Kamis 08 Aug 2019 04:30 WIB

OJK: 12 Unit Usaha Syariah Belum Layak untuk Spin Off

20 Unit Usaha Syariah wajib lepas dari induknya memenuhi amanat UU No 21 Tahun 2018

Rep: Lida Puspaningtyas/ Red: Nidia Zuraya
Perbankan Syariah
Perbankan Syariah

REPUBLIKA.CO.ID, JAKARTA -- Otoritas Jasa Keuangan (OJK) menyebut sebanyak 12 unit usaha syariah belum layak untuk memisahkan diri dari induk konvensional (spin off) pada saat ini. Direkur Pengaturan dan Perizinan Perbankan Syariah, Deden Firman Hendarsyah menyampaikan kondisi tersebut kemungkinan masih bisa berubah pada tahun 2023.

"Dari 20 UUS yang ada, sekitar 12 belum bisa spin-off jika kondisinya sekarang," kata dia dalam Seminar Sehari Perbankan Syariah Spin Off atau Konversi? Peluang dan Tantangannya di Pullman Hotel, Jakarta, Rabu (7/8).

Baca Juga

Deden mengatakan ada beberapa bank induk konvensional yang tidak bisa memenuhi persyaratan melepas unit usaha syariahnya. Seperti masalah tingkat penyertaan modal, dan tingkat kesehatan.

Selain itu muncul beberapa bank umum syariah dan Bank Pembangunan Daerah (BPD) yang berskala aset rendah. Sehingga berpotensi tidak berkelanjutan secara bisnis. Mayoritas bank ini memiliki skala aset sekitar Rp 1-3 triliun.

Jika dilihat dari pertumbuhan aset, UUS non BPD menunjukan pertumbuhan cukup baik sementara UUS BPD cenderung tidak signifikan. Kondisi tersebut merupakan salah satu pertimbangan dalam memutuskan langkah untuk mengambil kebijakan spin-off.

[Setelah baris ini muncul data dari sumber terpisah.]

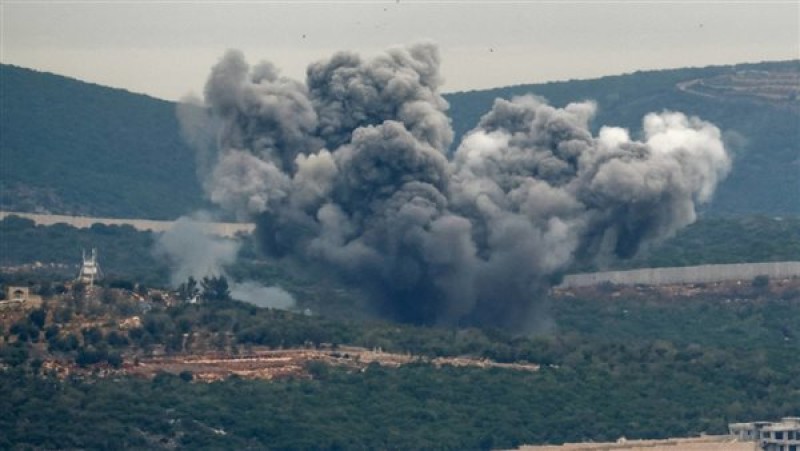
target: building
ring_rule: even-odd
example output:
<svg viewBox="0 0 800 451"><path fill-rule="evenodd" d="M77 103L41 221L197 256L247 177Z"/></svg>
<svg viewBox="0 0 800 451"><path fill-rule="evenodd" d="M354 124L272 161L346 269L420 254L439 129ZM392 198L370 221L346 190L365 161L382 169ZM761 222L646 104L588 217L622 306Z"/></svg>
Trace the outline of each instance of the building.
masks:
<svg viewBox="0 0 800 451"><path fill-rule="evenodd" d="M761 428L759 446L764 451L800 451L800 417L786 417Z"/></svg>
<svg viewBox="0 0 800 451"><path fill-rule="evenodd" d="M32 294L28 287L7 285L5 290L6 297L0 301L0 306L23 305L26 307L38 307L42 304L39 295Z"/></svg>
<svg viewBox="0 0 800 451"><path fill-rule="evenodd" d="M6 301L26 302L30 295L31 290L28 287L6 287Z"/></svg>
<svg viewBox="0 0 800 451"><path fill-rule="evenodd" d="M778 422L731 423L728 430L740 441L753 442L756 451L800 451L800 417L786 417Z"/></svg>

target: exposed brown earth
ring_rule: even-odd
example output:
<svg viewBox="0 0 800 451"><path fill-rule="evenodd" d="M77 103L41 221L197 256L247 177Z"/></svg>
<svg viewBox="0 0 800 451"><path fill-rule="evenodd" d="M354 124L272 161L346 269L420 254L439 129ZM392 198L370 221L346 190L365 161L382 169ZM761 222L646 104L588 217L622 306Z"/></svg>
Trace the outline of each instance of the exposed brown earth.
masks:
<svg viewBox="0 0 800 451"><path fill-rule="evenodd" d="M245 379L283 379L287 377L309 378L308 364L322 362L328 365L349 367L362 370L370 364L387 367L398 367L410 363L425 363L441 366L506 368L520 371L537 371L539 365L528 363L498 363L486 359L470 357L437 357L434 359L395 354L380 350L369 350L358 347L339 347L333 349L267 349L258 348L243 355L224 353L208 354L176 354L156 357L129 357L121 368L114 369L105 365L94 365L81 368L73 362L48 360L44 368L55 371L66 377L69 375L96 374L100 376L132 375L154 377L165 372L180 374L190 372L194 379L202 382L213 382L237 376Z"/></svg>

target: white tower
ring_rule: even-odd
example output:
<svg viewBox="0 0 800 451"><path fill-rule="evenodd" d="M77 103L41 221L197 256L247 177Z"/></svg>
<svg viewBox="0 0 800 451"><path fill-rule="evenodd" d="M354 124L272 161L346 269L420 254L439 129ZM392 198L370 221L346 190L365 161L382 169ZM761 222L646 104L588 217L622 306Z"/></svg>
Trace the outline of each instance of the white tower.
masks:
<svg viewBox="0 0 800 451"><path fill-rule="evenodd" d="M97 249L92 248L92 254L86 257L86 251L83 251L83 265L81 271L78 273L78 282L87 284L90 287L94 286L95 279L100 278L100 266L97 264Z"/></svg>

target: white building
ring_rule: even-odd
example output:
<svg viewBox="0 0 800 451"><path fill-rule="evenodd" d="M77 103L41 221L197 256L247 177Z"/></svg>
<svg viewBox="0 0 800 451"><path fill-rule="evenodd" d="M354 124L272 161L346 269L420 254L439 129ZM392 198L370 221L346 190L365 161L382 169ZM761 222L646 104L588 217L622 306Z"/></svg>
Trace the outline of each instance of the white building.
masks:
<svg viewBox="0 0 800 451"><path fill-rule="evenodd" d="M786 417L761 428L759 445L764 451L800 451L800 417Z"/></svg>

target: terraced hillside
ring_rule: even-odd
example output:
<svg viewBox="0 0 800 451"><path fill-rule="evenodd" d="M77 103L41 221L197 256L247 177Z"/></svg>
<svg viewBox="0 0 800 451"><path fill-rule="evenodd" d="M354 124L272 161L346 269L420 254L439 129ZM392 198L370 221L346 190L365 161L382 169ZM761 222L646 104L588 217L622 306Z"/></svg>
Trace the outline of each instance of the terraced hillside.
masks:
<svg viewBox="0 0 800 451"><path fill-rule="evenodd" d="M800 73L740 70L678 83L678 89L711 98L744 98L776 106L800 107Z"/></svg>

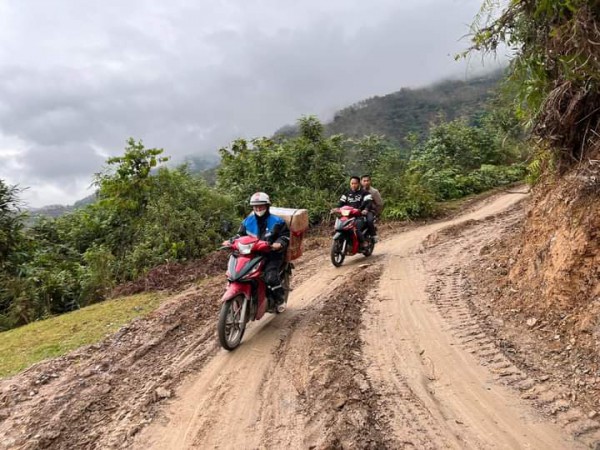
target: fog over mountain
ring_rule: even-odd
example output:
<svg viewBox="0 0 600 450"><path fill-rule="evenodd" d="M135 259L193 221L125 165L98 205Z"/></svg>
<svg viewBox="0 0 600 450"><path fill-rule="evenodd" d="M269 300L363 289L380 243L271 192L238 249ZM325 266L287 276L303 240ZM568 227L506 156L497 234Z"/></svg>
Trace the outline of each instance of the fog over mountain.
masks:
<svg viewBox="0 0 600 450"><path fill-rule="evenodd" d="M480 4L0 1L0 178L30 206L73 203L130 136L176 162L464 79L480 61L454 55Z"/></svg>

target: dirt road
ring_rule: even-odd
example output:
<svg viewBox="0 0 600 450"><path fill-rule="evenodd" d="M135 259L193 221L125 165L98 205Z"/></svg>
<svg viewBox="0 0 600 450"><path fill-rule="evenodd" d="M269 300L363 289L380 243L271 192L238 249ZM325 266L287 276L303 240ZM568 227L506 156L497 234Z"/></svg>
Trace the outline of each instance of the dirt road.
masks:
<svg viewBox="0 0 600 450"><path fill-rule="evenodd" d="M461 345L472 331L468 318L463 333L454 333L461 318L444 317L427 294L427 265L443 267L457 255L428 254L423 241L522 197L502 195L455 220L399 234L384 240L375 257L350 258L339 269L317 258L319 271L294 290L288 311L253 324L244 345L220 351L190 377L136 447L578 448L517 390L497 382L498 371L501 378L514 373L484 367ZM493 236L493 221L484 233ZM361 267L367 262L371 267ZM356 282L365 276L366 288ZM343 321L358 316L362 326L324 318L323 311L360 288L366 292L340 314ZM347 311L353 302L354 317ZM340 352L350 345L349 361L332 356L327 336L345 340ZM349 430L361 427L357 444Z"/></svg>
<svg viewBox="0 0 600 450"><path fill-rule="evenodd" d="M600 425L514 367L461 295L456 272L523 198L390 235L341 268L308 252L288 310L251 323L231 353L215 336L223 280L208 279L1 381L0 448L596 445Z"/></svg>

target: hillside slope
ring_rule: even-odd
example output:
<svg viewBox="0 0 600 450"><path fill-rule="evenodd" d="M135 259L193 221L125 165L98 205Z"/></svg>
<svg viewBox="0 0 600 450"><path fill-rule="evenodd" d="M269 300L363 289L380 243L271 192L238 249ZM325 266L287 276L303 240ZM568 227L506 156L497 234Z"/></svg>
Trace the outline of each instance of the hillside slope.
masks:
<svg viewBox="0 0 600 450"><path fill-rule="evenodd" d="M600 413L598 156L538 185L526 217L471 267L473 295L490 327L502 324L513 359L530 366L520 352L537 348L540 374L590 417Z"/></svg>
<svg viewBox="0 0 600 450"><path fill-rule="evenodd" d="M469 80L446 80L424 88L403 88L382 97L371 97L337 111L325 124L327 135L362 137L385 135L402 145L409 133L425 135L440 118L476 121L498 88L504 72ZM296 125L285 125L275 136L296 136Z"/></svg>
<svg viewBox="0 0 600 450"><path fill-rule="evenodd" d="M289 310L250 324L232 353L215 336L222 278L187 289L101 344L0 382L0 448L598 442L600 426L580 413L557 424L536 411L525 395L543 382L508 361L455 284L523 197L498 195L453 220L390 233L373 257L341 268L326 248L307 252ZM544 405L566 411L562 401Z"/></svg>
<svg viewBox="0 0 600 450"><path fill-rule="evenodd" d="M444 81L422 89L401 89L383 97L360 101L337 112L326 129L329 134L358 137L383 134L403 144L409 133L423 135L437 119L480 115L498 86L501 72L467 81Z"/></svg>

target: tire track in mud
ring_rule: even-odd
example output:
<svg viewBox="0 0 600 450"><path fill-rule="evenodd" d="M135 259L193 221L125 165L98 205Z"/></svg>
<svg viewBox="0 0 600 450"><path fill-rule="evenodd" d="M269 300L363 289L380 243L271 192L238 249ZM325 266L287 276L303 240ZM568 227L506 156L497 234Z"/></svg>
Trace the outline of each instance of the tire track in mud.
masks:
<svg viewBox="0 0 600 450"><path fill-rule="evenodd" d="M512 210L495 220L505 228L517 221L520 214ZM429 245L427 253L442 252L453 261L440 267L435 258L431 259L429 271L436 281L428 289L430 301L446 319L449 331L461 348L472 354L481 366L487 367L496 383L516 390L521 399L530 401L547 420L558 423L579 443L589 448L600 447L600 423L573 407L567 389L553 385L546 378L528 374L522 364L519 368L514 362L517 350L510 342L490 332L492 328L486 326L485 316L474 304L476 297L467 295L469 284L465 268L474 256L473 249L483 248L490 241L484 221L473 221L468 225L458 230L444 230L441 238L430 236L435 242Z"/></svg>
<svg viewBox="0 0 600 450"><path fill-rule="evenodd" d="M136 438L135 447L258 448L277 433L278 439L295 442L296 448L303 439L304 416L288 377L301 372L305 364L282 373L277 349L295 342L297 336L306 348L304 334L295 330L309 323L325 299L352 277L357 261L340 269L331 267L324 257L310 261L308 267L316 265L321 270L294 288L288 310L252 323L235 351L218 352L177 390L176 400Z"/></svg>
<svg viewBox="0 0 600 450"><path fill-rule="evenodd" d="M95 349L0 383L0 434L28 449L577 448L516 393L580 426L576 413L503 358L460 294L465 246L497 229L482 218L514 202L490 199L338 269L322 250L305 255L288 311L251 324L231 353L214 333L223 281L181 294ZM470 241L460 237L469 224L483 230ZM464 242L424 252L443 227L428 239L436 251L446 235Z"/></svg>
<svg viewBox="0 0 600 450"><path fill-rule="evenodd" d="M505 380L526 382L526 378L497 360L496 350L477 322L470 321L467 309L452 306L455 316L449 316L448 309L438 308L425 295L429 266L453 267L460 248L456 253L424 253L420 242L444 228L452 235L481 220L486 225L482 233L489 237L497 230L496 219L485 218L497 215L516 199L499 196L472 214L384 242L387 261L379 287L382 301L373 304L365 330L369 371L378 389L390 396L396 417L408 416L407 405L415 410L412 414L424 429L430 448L581 447L502 384ZM439 271L436 275L449 277ZM459 286L447 284L440 291L440 301L453 305L458 292ZM490 370L494 367L480 365L461 341L481 346L480 354L495 362L497 374ZM407 435L404 420L396 419L392 425L398 440ZM427 442L412 445L424 448Z"/></svg>
<svg viewBox="0 0 600 450"><path fill-rule="evenodd" d="M119 448L216 349L218 281L174 296L106 340L0 382L0 448ZM209 295L205 296L208 290Z"/></svg>
<svg viewBox="0 0 600 450"><path fill-rule="evenodd" d="M380 395L367 378L360 336L362 314L381 272L380 265L365 264L348 274L344 285L312 308L276 349L274 377L263 398L279 401L280 407L267 409L265 447L395 446Z"/></svg>

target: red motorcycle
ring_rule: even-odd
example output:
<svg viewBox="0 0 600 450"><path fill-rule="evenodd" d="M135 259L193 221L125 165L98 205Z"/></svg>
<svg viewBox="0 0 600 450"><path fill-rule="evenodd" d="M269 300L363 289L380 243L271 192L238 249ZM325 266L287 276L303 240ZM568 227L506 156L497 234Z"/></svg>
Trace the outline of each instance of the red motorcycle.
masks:
<svg viewBox="0 0 600 450"><path fill-rule="evenodd" d="M217 330L221 346L233 350L240 345L250 320L259 320L265 312L278 311L263 278L265 255L271 252L269 243L256 237L242 236L223 245L223 248L231 250L231 256L227 265L228 285L221 298ZM293 268L291 262L284 261L280 269L284 305L290 293Z"/></svg>
<svg viewBox="0 0 600 450"><path fill-rule="evenodd" d="M360 209L352 206L342 206L334 210L340 215L335 220L335 234L333 235L333 244L331 246L331 262L335 267L340 267L346 258L346 255L353 256L362 253L365 256L371 256L375 249L375 241L365 226L362 230L366 246L362 247L358 240L358 229L356 221L362 217Z"/></svg>

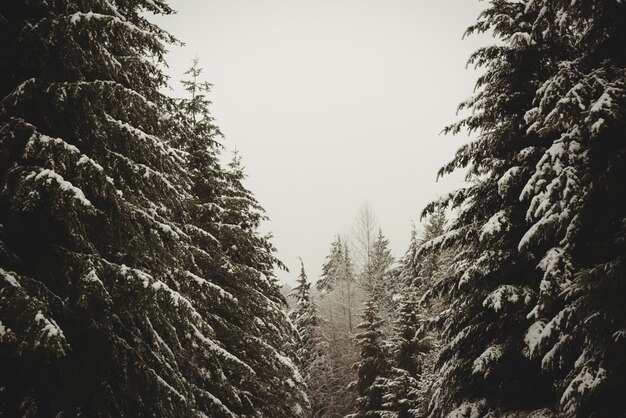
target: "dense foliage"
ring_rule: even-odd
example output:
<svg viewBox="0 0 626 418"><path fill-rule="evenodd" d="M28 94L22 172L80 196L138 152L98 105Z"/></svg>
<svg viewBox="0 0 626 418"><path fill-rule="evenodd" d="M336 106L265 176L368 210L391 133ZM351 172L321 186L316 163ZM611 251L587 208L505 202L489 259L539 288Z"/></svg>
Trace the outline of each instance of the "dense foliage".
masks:
<svg viewBox="0 0 626 418"><path fill-rule="evenodd" d="M174 39L149 13L171 9L0 6L0 410L298 416L262 210L199 74L160 93Z"/></svg>

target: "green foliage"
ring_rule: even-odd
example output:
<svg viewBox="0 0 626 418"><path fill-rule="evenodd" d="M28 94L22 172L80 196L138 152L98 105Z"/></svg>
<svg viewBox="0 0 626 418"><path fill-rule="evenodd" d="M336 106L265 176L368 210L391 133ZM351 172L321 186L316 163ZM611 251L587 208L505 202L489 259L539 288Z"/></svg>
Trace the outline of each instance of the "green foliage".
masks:
<svg viewBox="0 0 626 418"><path fill-rule="evenodd" d="M0 6L0 411L298 416L264 215L146 12Z"/></svg>
<svg viewBox="0 0 626 418"><path fill-rule="evenodd" d="M382 417L383 395L389 365L383 348L382 319L378 316L378 306L373 297L370 297L363 308L362 323L357 328L362 330L355 335L359 347L360 359L354 364L357 370L357 380L352 382L348 389L357 393L357 410L350 418Z"/></svg>
<svg viewBox="0 0 626 418"><path fill-rule="evenodd" d="M440 171L465 167L469 185L426 209L457 216L420 251L460 246L431 292L450 304L433 416L626 410L626 316L610 302L624 290L625 16L614 1L493 0L468 29L501 42L471 57L486 70L461 104L473 114L447 129L478 133Z"/></svg>

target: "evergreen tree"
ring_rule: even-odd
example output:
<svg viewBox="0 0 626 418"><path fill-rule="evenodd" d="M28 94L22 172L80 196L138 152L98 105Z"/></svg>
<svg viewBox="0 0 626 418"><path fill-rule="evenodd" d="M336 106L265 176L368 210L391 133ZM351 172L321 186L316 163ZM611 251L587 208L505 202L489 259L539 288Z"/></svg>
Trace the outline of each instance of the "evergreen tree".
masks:
<svg viewBox="0 0 626 418"><path fill-rule="evenodd" d="M194 253L196 264L208 268L214 274L213 281L222 276L219 286L237 301L227 312L220 310L225 321L214 329L224 347L255 373L254 377L243 371L229 376L229 381L242 382L240 391L256 398L239 413L298 415L306 406L304 382L289 358L295 359L295 353L285 350L292 330L283 313L286 301L272 273L274 266L282 263L274 256L269 237L258 233L266 216L243 185L241 158L235 153L226 168L220 165L217 139L221 134L213 125L207 99L210 85L199 80L201 71L198 60L194 60L186 72L191 79L183 81L190 97L179 101L183 122L190 125L183 145L189 153L188 172L194 191L185 229L202 248ZM216 244L219 253L207 254Z"/></svg>
<svg viewBox="0 0 626 418"><path fill-rule="evenodd" d="M439 284L451 302L433 415L619 416L624 386L625 57L621 2L494 0L469 32L502 41L486 68L478 130L441 170L469 167ZM599 214L602 214L599 216Z"/></svg>
<svg viewBox="0 0 626 418"><path fill-rule="evenodd" d="M626 4L536 1L531 40L561 40L525 114L541 146L520 192L540 261L528 354L553 376L559 413L626 414Z"/></svg>
<svg viewBox="0 0 626 418"><path fill-rule="evenodd" d="M216 178L231 179L224 196L243 191L201 166L192 144L215 155L210 120L159 93L173 38L146 11L171 13L0 5L0 411L298 416L271 245L250 204L223 205L244 226L194 216L219 200L200 192ZM235 258L209 225L246 250Z"/></svg>
<svg viewBox="0 0 626 418"><path fill-rule="evenodd" d="M326 261L322 266L322 277L316 284L317 290L320 292L330 291L335 288L337 283L344 280L344 249L341 238L337 236L337 239L330 245L330 253L326 256Z"/></svg>
<svg viewBox="0 0 626 418"><path fill-rule="evenodd" d="M424 319L419 312L415 288L399 304L391 341L391 376L387 380L386 408L398 418L416 417L420 406L420 379L424 373L424 360L431 350L430 338L426 335Z"/></svg>
<svg viewBox="0 0 626 418"><path fill-rule="evenodd" d="M378 236L372 245L369 262L361 276L361 286L367 294L374 295L385 315L392 310L392 298L396 290L391 275L393 263L389 240L379 229Z"/></svg>
<svg viewBox="0 0 626 418"><path fill-rule="evenodd" d="M297 283L298 285L292 290L296 305L291 311L290 317L300 336L296 354L300 369L304 371L311 360L311 353L317 342L319 318L315 303L311 300L311 284L307 280L302 260L300 260L300 275Z"/></svg>
<svg viewBox="0 0 626 418"><path fill-rule="evenodd" d="M307 280L302 260L300 263L298 285L292 290L296 305L291 312L291 319L300 335L296 354L307 385L310 416L321 418L332 411L332 400L337 393L336 388L329 385L332 376L329 346L321 333L321 319L311 297L311 284Z"/></svg>
<svg viewBox="0 0 626 418"><path fill-rule="evenodd" d="M372 296L366 301L361 318L363 322L357 328L362 331L355 336L360 355L359 361L354 364L357 379L348 386L348 389L357 393L357 409L347 417L381 418L386 414L383 395L389 366L382 345L383 321L378 316L378 306Z"/></svg>

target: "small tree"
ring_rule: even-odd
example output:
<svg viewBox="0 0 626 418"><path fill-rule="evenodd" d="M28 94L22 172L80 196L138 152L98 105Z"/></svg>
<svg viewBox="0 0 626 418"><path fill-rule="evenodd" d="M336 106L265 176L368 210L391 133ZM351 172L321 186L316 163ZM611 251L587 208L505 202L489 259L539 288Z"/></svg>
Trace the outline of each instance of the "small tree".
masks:
<svg viewBox="0 0 626 418"><path fill-rule="evenodd" d="M357 328L363 331L355 337L360 360L353 366L357 370L357 379L348 386L357 393L357 410L348 417L382 417L385 414L383 394L389 366L382 345L383 320L378 316L378 305L373 295L365 302L361 318L363 322Z"/></svg>

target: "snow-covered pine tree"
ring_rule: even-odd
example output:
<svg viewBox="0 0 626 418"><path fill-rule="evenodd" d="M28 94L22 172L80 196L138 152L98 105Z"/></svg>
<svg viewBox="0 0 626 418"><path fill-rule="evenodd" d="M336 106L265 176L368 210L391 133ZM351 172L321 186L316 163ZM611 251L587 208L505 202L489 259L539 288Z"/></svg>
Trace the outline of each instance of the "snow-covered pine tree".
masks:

"Memang masalahnya ada di BPD yang Buku I dan Buku II, sehingga perlu dorongan," kata Deden.

Menurut data OJK, terdapat 20 UUS yang wajib lepas dari induknya memenuhi amanat UU No 21 Tahun 2018 tentang Perbankan Syariah. Sebanyak tujuh dalam bentuk UUS dari Bank Umum dan 13 UUS dari BPD.

Direktur Bank Jateng, Hanawijaya menyampaikan bank-bank yang perlu dorongan tersebut memang BPD. Menurutnya, Asosiasi Bank Pembangunan Daerah (Asbanda) masih pada rencana aksi untuk menggabungkan 13 BPD yang ada di Indonesia.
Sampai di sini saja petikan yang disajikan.